Burford of Lyons and Buford writes:
“One of the things that turn me off in a submission is a long, dense opening letter, telling me why this subject is important, why the market is large, on and on and on. I want to have a five-sentence letter that says, ‘I have written a book on so and so. I think it’s good because so and so. I hope you’ll consider it.’ Then with the backup material, if it’s really startling, I’d like to see something about the market. And the book market can be a very different thing from the market in general”

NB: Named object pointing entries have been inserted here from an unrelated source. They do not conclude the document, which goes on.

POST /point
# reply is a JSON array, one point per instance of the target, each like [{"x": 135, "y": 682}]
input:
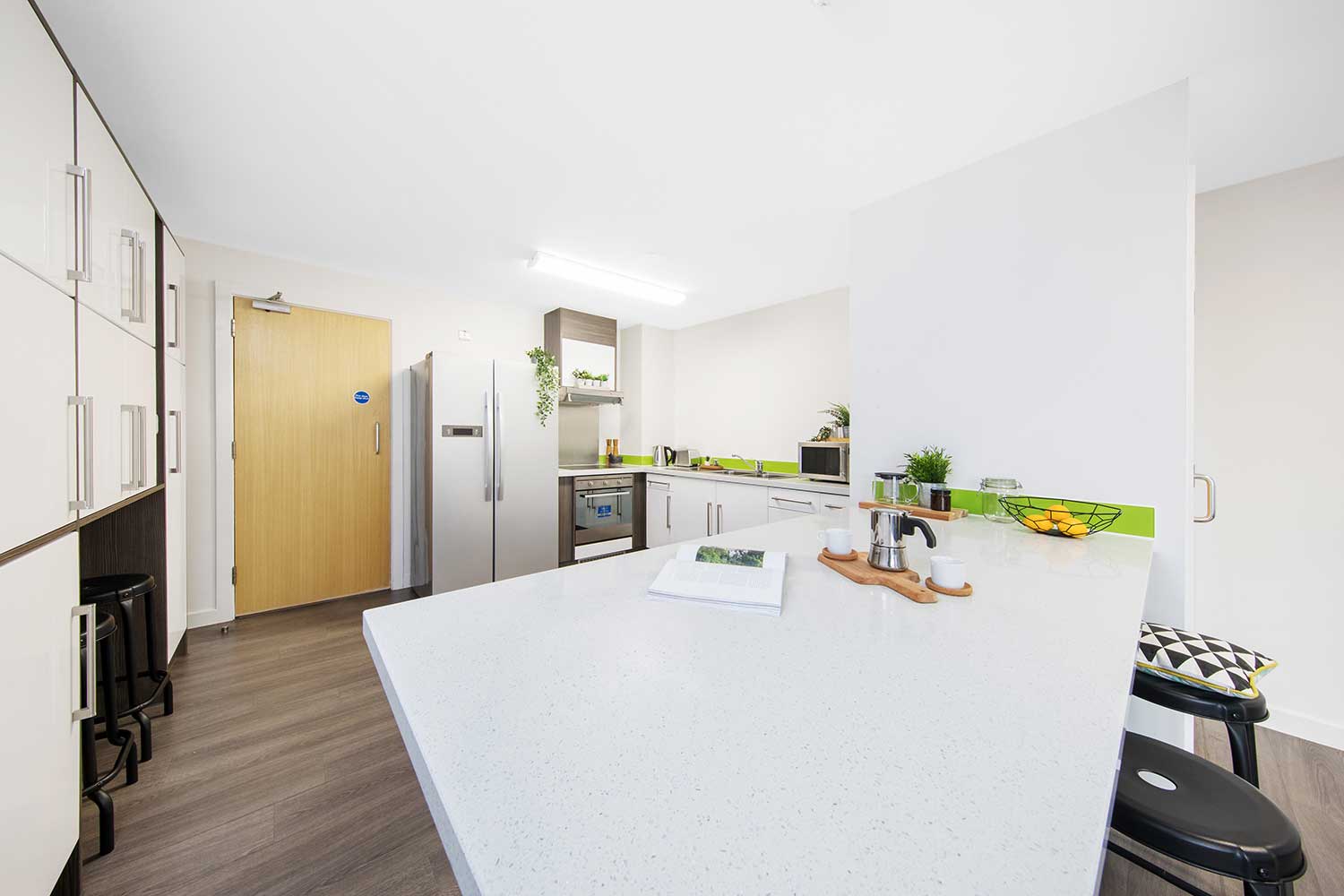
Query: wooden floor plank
[{"x": 282, "y": 774}]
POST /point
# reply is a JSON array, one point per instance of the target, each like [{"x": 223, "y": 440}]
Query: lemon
[
  {"x": 1039, "y": 522},
  {"x": 1073, "y": 527},
  {"x": 1059, "y": 512}
]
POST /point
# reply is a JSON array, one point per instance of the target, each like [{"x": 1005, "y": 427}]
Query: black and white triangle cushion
[{"x": 1199, "y": 659}]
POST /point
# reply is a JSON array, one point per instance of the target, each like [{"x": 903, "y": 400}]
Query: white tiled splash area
[{"x": 1059, "y": 274}]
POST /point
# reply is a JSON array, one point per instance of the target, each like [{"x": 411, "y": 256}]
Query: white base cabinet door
[
  {"x": 175, "y": 501},
  {"x": 39, "y": 656},
  {"x": 738, "y": 506},
  {"x": 121, "y": 222},
  {"x": 38, "y": 371},
  {"x": 37, "y": 188}
]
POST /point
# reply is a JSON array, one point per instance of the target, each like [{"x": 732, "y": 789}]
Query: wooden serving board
[
  {"x": 905, "y": 583},
  {"x": 946, "y": 516}
]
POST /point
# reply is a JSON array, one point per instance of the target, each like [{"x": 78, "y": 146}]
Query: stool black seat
[
  {"x": 145, "y": 681},
  {"x": 1211, "y": 820},
  {"x": 93, "y": 780},
  {"x": 1238, "y": 713}
]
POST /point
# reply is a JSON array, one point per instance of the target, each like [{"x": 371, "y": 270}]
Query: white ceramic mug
[
  {"x": 948, "y": 573},
  {"x": 839, "y": 541}
]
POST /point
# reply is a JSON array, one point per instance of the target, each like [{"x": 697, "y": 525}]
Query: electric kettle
[{"x": 887, "y": 549}]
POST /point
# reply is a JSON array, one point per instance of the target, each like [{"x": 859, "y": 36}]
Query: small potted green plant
[
  {"x": 839, "y": 416},
  {"x": 930, "y": 468}
]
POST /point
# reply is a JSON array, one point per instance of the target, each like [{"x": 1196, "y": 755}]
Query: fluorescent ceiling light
[{"x": 612, "y": 281}]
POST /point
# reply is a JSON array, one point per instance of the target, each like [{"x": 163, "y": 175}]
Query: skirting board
[{"x": 1304, "y": 726}]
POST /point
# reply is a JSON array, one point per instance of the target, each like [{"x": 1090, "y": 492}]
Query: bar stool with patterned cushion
[
  {"x": 1206, "y": 677},
  {"x": 1195, "y": 812},
  {"x": 96, "y": 780},
  {"x": 144, "y": 680}
]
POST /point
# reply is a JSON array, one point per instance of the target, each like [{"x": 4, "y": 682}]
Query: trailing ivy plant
[{"x": 547, "y": 382}]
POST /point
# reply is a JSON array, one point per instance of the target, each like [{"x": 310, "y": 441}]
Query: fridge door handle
[
  {"x": 499, "y": 446},
  {"x": 486, "y": 443}
]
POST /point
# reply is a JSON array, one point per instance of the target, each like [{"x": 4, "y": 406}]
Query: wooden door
[{"x": 312, "y": 429}]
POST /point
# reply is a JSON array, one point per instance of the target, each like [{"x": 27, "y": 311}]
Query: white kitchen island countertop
[
  {"x": 795, "y": 482},
  {"x": 574, "y": 737}
]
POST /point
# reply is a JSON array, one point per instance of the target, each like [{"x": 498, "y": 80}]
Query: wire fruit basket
[{"x": 1064, "y": 519}]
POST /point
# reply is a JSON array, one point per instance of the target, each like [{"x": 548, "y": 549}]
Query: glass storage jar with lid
[{"x": 992, "y": 489}]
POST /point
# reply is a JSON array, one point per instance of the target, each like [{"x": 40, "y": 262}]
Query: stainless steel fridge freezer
[{"x": 484, "y": 492}]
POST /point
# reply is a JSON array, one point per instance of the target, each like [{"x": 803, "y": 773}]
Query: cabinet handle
[
  {"x": 85, "y": 705},
  {"x": 83, "y": 497},
  {"x": 1211, "y": 508},
  {"x": 177, "y": 460},
  {"x": 83, "y": 230},
  {"x": 499, "y": 446},
  {"x": 486, "y": 443},
  {"x": 177, "y": 316}
]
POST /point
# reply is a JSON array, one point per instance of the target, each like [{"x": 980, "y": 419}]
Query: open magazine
[{"x": 728, "y": 576}]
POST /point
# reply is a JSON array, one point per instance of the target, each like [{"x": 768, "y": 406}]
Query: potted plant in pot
[
  {"x": 930, "y": 468},
  {"x": 839, "y": 416}
]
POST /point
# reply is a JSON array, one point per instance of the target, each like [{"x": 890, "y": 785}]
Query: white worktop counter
[
  {"x": 795, "y": 482},
  {"x": 574, "y": 737}
]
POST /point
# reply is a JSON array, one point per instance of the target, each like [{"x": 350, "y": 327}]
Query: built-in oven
[
  {"x": 604, "y": 514},
  {"x": 824, "y": 461}
]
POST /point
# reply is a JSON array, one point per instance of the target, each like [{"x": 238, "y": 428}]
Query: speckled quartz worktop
[
  {"x": 796, "y": 482},
  {"x": 574, "y": 737}
]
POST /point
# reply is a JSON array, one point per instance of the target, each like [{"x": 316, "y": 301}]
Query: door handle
[
  {"x": 177, "y": 316},
  {"x": 83, "y": 495},
  {"x": 486, "y": 443},
  {"x": 129, "y": 238},
  {"x": 1211, "y": 506},
  {"x": 83, "y": 230},
  {"x": 177, "y": 460},
  {"x": 83, "y": 651},
  {"x": 499, "y": 446}
]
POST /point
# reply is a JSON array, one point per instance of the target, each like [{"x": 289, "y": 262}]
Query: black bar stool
[
  {"x": 145, "y": 681},
  {"x": 94, "y": 780},
  {"x": 1190, "y": 809},
  {"x": 1238, "y": 713}
]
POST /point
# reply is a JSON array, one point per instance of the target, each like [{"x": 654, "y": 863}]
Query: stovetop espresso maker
[{"x": 887, "y": 549}]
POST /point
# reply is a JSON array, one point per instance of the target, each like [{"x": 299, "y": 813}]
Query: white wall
[
  {"x": 753, "y": 383},
  {"x": 422, "y": 322},
  {"x": 1268, "y": 426},
  {"x": 1032, "y": 314}
]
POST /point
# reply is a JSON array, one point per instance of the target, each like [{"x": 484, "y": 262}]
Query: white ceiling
[{"x": 711, "y": 147}]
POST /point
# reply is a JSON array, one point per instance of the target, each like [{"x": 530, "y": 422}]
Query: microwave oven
[{"x": 824, "y": 461}]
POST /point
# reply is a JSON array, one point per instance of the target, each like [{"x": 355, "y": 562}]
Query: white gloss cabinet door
[
  {"x": 121, "y": 223},
  {"x": 38, "y": 370},
  {"x": 693, "y": 509},
  {"x": 37, "y": 188},
  {"x": 175, "y": 300},
  {"x": 738, "y": 506},
  {"x": 39, "y": 656},
  {"x": 658, "y": 517},
  {"x": 175, "y": 501}
]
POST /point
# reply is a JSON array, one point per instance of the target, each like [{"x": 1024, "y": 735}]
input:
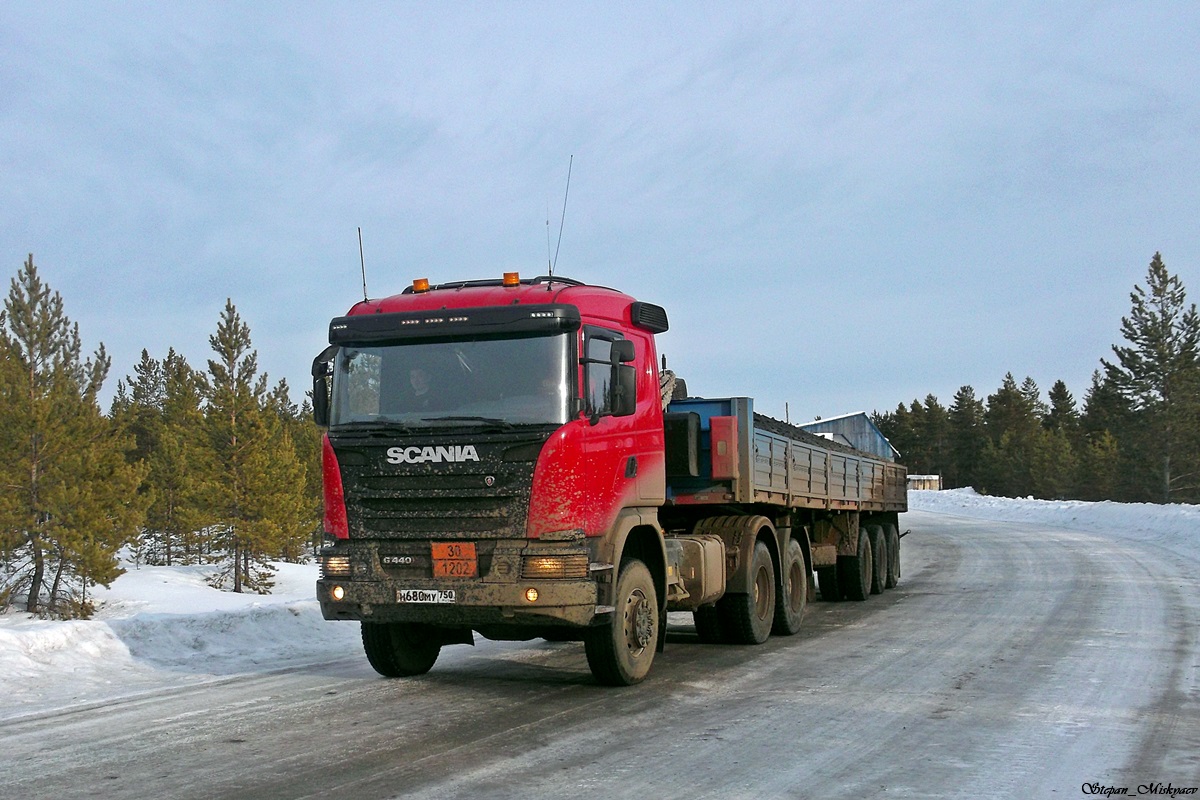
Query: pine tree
[
  {"x": 1013, "y": 421},
  {"x": 967, "y": 437},
  {"x": 257, "y": 498},
  {"x": 71, "y": 497},
  {"x": 1158, "y": 374},
  {"x": 1062, "y": 414}
]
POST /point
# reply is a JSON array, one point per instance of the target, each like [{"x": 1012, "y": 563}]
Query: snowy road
[{"x": 1014, "y": 661}]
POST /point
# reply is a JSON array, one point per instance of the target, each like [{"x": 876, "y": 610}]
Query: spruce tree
[
  {"x": 71, "y": 497},
  {"x": 1157, "y": 372},
  {"x": 258, "y": 489},
  {"x": 1013, "y": 421},
  {"x": 967, "y": 437}
]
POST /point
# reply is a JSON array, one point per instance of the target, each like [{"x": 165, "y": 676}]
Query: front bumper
[{"x": 372, "y": 593}]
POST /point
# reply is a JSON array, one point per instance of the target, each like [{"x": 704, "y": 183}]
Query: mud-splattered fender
[{"x": 635, "y": 534}]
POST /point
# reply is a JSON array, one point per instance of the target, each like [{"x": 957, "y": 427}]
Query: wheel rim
[
  {"x": 762, "y": 600},
  {"x": 795, "y": 582},
  {"x": 639, "y": 623}
]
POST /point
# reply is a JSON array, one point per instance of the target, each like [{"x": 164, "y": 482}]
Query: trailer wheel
[
  {"x": 708, "y": 625},
  {"x": 855, "y": 572},
  {"x": 893, "y": 537},
  {"x": 747, "y": 618},
  {"x": 827, "y": 579},
  {"x": 399, "y": 649},
  {"x": 793, "y": 595},
  {"x": 879, "y": 560},
  {"x": 621, "y": 654}
]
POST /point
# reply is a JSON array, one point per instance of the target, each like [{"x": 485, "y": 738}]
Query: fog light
[
  {"x": 333, "y": 566},
  {"x": 555, "y": 566}
]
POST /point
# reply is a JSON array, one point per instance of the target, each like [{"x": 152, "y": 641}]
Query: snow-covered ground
[
  {"x": 159, "y": 627},
  {"x": 1174, "y": 527}
]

So according to Buford a query letter alone will not sell your book. He mentions backup material and something about the market too. Most agents, publishers and editors do not require any backup material. They only ask for a query, and if they are interested enough they will ask for more. And in the words of Charles Spicer:
“A concise query letter that describes very clearly what the book is, that doesn’t ramble all over and say, ‘My book is sort of like this, but then also sort of like this, but a little bit like this.’ I find it helpful if [the author tries] to place it in some category. I don’t like query letters that say ‘My book is like nothing else.’
“Every book is like something else, and it helps me if somebody just places it in a particular area. I look at it, and 90% of the time, I say, ‘I’m afraid I don’t see a market for it.’ The other 10% of the time I say, ‘Well gee, there is something here.’”
Is it possible then to sell your story idea regardless of the market and without backup material, when everyone else tells you that queries alone won’t sell?